Le dimanche 11 mars, l'armée fait face à 200 000 manifestants. Les officiers obligent alors les soldats à « viser au coeur ». On relève 40 morts. Mais le lendemain, soldats et ouvriers fraternisent. Ils créent le Soviet (ou conseil) des ouvriers et soldats de Petrograd.

Emmenés par le populaire avocat Alexandre Kerenski, les députés socialistes de la Douma (l'assemblée législative) se rallient au Soviet de Petrograd. Le 15 mars, ils confient le gouvernement à un noble libéral, le prince Lvov. Deux émissaires se rendent au-devant du tsar, au quartier général des armées du nord, à Pskov. Nicolas II abdique dans la soirée même, soulagé d'être délivré d'un pouvoir qui lui pesait. Son frère, le grand-duc Michel, ne souhaite pas le remplacer. C'en est fini de l'Empire et de la dynastie des Romanov.
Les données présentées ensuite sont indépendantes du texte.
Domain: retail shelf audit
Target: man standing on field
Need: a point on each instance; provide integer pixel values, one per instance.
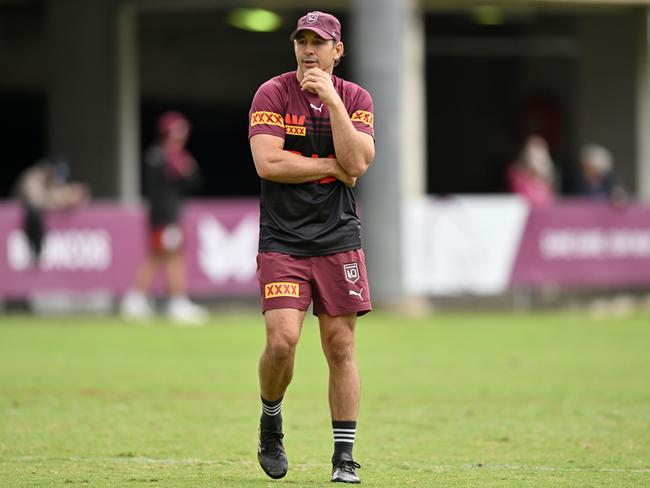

Au terme de ces Cinq Jours, au prix d'un nombre limité de victimes, la Révolution a vaincu. Malgré la poursuite de la guerre, la Russie va vivre dans les mois suivants dans une très grande euphorie démocratique, mais celle-ci sera rapidement minée par les agissements des bolcheviques, les partisans de Lénine.